Hot and Cold Volcano: Easy Endothermic and Exothermic Reactions


Hot and Cold Volcanoes
A yeast and peroxide volcano is an exothermic reaction, while a baking soda and vinegar volcano is an endothermic reaction.

Learn about endothermic and exothermic reactions by making cold and hot chemical volcanoes. This project is more entertaining than mixing chemicals in beakers and measuring their temperatures. The volcanoes use common, safe household ingredients.

Endothermic and Exothermic Reactions

An endothermic chemical reaction absorbs energy from its environment, so the reaction feels cold. An exothermic reaction releases energy, so the reaction feels warm. Common examples of endothermic processes include photosynthesis, dissolving ammonium chloride in water (cold pack reaction), sublimating dry ice into carbon dioxide, and melting ice. Examples of exothermic processes include burning wood, polymerization of resin, the thermite reaction, mixing acids and bases, dissolving detergent, and condensing rain from water vapor. Endothermic and exothermic chemical reactions both require energy input (the activation energy) to occur. Spontaneous reactions happen when there is already enough energy in the system to supply the activation energy. But, exothermic reactions release more energy than they absorb. Endothermic reactions continue to absorb heat from their environment as they proceed.

Hot and Cold Chemical Volcanoes

The materials for this project are:

  • 2 Erlenmeyer flasks or model volcanoes
  • Baking soda (sodium bicarbonate)
  • Vinegar (weak acetic acid)
  • Dry yeast
  • Peroxide (3% hydrogen peroxide)
  • Liquid dishwashing detergent (e.g., Dawn)
  • Water
  • Food coloring
  • Thermometer (optional)

Erlenmeyer flasks are conical like a volcano and transparent, so you can watch the chemical reaction. However, you can build and decorate model volcanoes by covering plastic bottles with flour and water, clay, or paper mache. If you like, you can just peel the labels off bottles and use them like that.

The baking soda and vinegar volcano is the cold volcano.

  1. Fill the “volcano” about halfway with water. Stir in a couple of heaping spoonfuls of baking soda, a squirt of detergent, and a few drops of blue food coloring.
  2. Pour vinegar into the volcano to make it erupt. You can recharge the volcano with more baking soda and vinegar.
  3. Touch the liquid to feel that it is cool. A more scientific approach is to measure the temperature of the liquids before and after the eruption with a thermometer.

The yeast and peroxide volcano is the hot volcano (warm, really).

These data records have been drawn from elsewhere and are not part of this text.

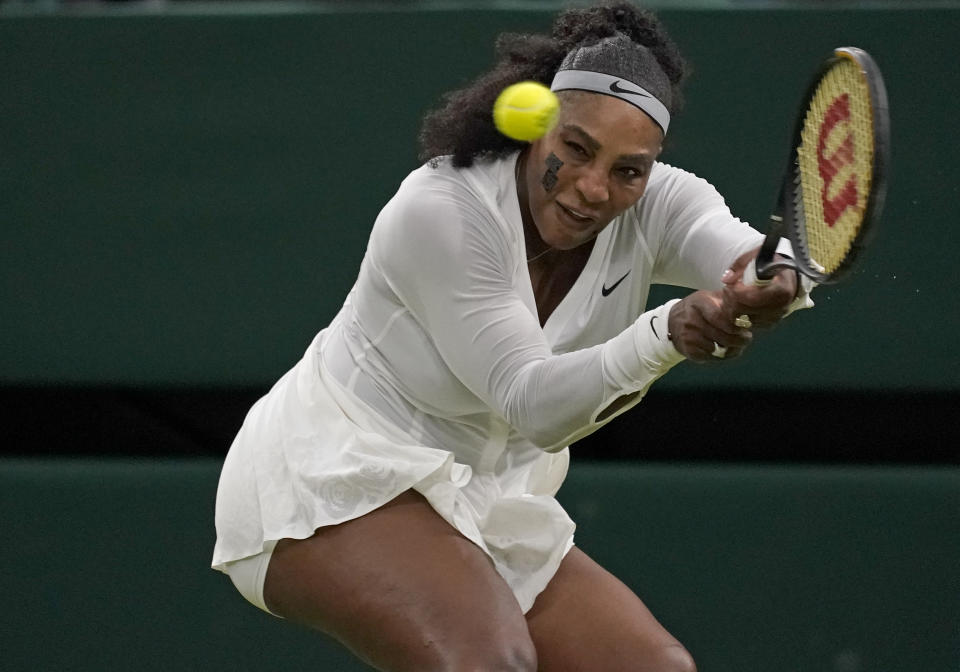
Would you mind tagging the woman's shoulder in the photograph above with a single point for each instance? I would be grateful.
(483, 178)
(666, 179)
(439, 188)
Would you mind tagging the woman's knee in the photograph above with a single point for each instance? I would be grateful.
(509, 652)
(675, 658)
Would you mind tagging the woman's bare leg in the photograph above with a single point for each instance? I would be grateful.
(587, 620)
(403, 590)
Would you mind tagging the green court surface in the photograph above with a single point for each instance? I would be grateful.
(811, 569)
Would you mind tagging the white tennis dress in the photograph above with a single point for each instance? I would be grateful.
(437, 376)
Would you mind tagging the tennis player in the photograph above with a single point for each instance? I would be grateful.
(395, 489)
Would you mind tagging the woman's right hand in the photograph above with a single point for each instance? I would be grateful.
(698, 325)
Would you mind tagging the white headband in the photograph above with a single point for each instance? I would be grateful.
(598, 82)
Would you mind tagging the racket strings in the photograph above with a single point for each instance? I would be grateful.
(834, 165)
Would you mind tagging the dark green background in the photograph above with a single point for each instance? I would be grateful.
(186, 197)
(753, 568)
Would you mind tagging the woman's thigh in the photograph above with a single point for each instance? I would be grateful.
(587, 619)
(402, 589)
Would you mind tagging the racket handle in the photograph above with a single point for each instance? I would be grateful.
(750, 276)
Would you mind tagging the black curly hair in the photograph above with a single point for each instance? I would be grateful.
(463, 125)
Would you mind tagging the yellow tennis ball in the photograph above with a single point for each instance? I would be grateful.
(525, 111)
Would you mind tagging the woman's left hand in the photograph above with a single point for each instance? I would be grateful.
(764, 305)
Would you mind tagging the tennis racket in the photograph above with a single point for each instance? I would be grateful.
(835, 183)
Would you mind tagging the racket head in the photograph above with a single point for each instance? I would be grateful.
(836, 186)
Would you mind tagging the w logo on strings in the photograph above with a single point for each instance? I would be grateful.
(835, 159)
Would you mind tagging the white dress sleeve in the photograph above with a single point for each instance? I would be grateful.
(700, 237)
(451, 265)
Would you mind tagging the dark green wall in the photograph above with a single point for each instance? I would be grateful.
(106, 567)
(185, 199)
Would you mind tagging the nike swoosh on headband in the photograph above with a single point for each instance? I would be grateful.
(616, 88)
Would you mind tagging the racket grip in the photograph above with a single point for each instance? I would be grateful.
(750, 276)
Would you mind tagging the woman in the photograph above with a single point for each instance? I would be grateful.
(395, 489)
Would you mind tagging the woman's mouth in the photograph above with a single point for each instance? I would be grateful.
(575, 215)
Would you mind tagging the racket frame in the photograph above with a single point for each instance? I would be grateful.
(785, 218)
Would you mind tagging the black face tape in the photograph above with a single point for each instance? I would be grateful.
(550, 176)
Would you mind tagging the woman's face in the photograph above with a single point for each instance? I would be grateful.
(591, 167)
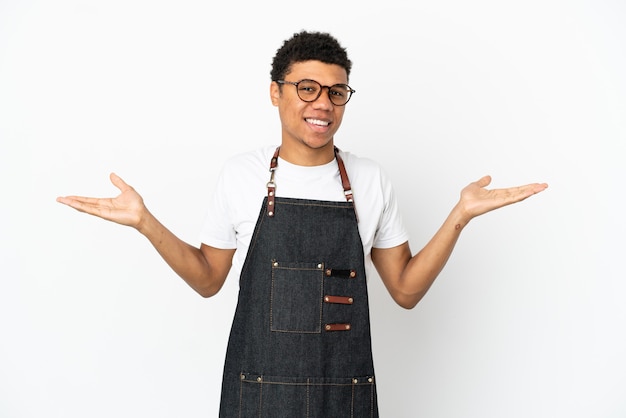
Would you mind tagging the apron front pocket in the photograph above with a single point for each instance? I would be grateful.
(288, 397)
(296, 298)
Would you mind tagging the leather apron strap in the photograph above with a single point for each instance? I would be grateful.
(271, 185)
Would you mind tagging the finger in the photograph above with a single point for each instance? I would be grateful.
(119, 183)
(484, 181)
(89, 205)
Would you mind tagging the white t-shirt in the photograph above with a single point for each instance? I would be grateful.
(242, 185)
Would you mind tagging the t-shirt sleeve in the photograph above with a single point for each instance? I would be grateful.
(391, 230)
(218, 229)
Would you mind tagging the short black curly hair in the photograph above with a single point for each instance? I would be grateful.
(305, 46)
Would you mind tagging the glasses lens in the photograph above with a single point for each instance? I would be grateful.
(308, 90)
(339, 94)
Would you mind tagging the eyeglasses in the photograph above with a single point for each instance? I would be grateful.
(310, 91)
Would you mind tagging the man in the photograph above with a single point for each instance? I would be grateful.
(300, 341)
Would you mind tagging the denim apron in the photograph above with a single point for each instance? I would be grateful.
(300, 341)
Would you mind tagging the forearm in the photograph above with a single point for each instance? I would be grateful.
(425, 266)
(187, 261)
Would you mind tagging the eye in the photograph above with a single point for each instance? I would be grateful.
(339, 91)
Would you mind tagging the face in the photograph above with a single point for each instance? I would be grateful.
(308, 128)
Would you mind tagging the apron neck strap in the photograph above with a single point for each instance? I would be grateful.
(271, 185)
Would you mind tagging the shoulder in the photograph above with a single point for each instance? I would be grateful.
(363, 170)
(250, 160)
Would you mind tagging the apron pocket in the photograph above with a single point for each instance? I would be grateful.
(296, 298)
(288, 397)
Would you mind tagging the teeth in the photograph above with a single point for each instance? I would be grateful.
(317, 122)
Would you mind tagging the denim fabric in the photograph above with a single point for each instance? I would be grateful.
(282, 361)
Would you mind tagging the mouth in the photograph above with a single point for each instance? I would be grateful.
(317, 122)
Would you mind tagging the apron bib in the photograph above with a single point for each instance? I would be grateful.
(300, 342)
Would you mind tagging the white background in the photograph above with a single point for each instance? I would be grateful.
(527, 320)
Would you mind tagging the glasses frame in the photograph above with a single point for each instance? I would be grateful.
(319, 93)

  1. Fill the volcano most of the way full with household peroxide. Add a squirt of liquid detergent and some food coloring. Red or orange are nice warm color choices. Note: This project works with a higher percentage of hydrogen peroxide (e.g., 6%) to give a hotter reaction, but then it is not safe to touch because the peroxide is a strong oxidizer.
  2. Start the eruption by pouring in a packet of dry active yeast.
  3. Feel the warmth of the reaction or measure the temperature change with a thermometer.

How It Works

The classic baking soda and vinegar chemical volcano is an example of an endothermic reaction. Baking soda (sodium bicarbonate) reacts with vinegar (acetic acid) to produce carbon dioxide gas, water, and sodium acetate:

NaHCO3 + HC2H3O2 → NaC2H3O2 + H2O + CO2

The detergent captures the carbon dioxide gas, making the bubbles or “lava.” The reaction actually proceeds in two steps: a double displacement reaction and a decomposition reaction. Sodium bicarbonate and acetic acid form sodium acetate and carbonic acid:

NaHCO3 + HC2H3O2 → NaC2H3O2 + H2CO3

Carbonic acid then decomposes into water and carbon dioxide gas:

H2CO3 → H2O + CO2

The decomposition reaction absorbs energy to break the chemical bonds in complex molecule. In this reaction, more energy is needed to break chemical bonds than to form new ones, so the overall reaction is endothermic.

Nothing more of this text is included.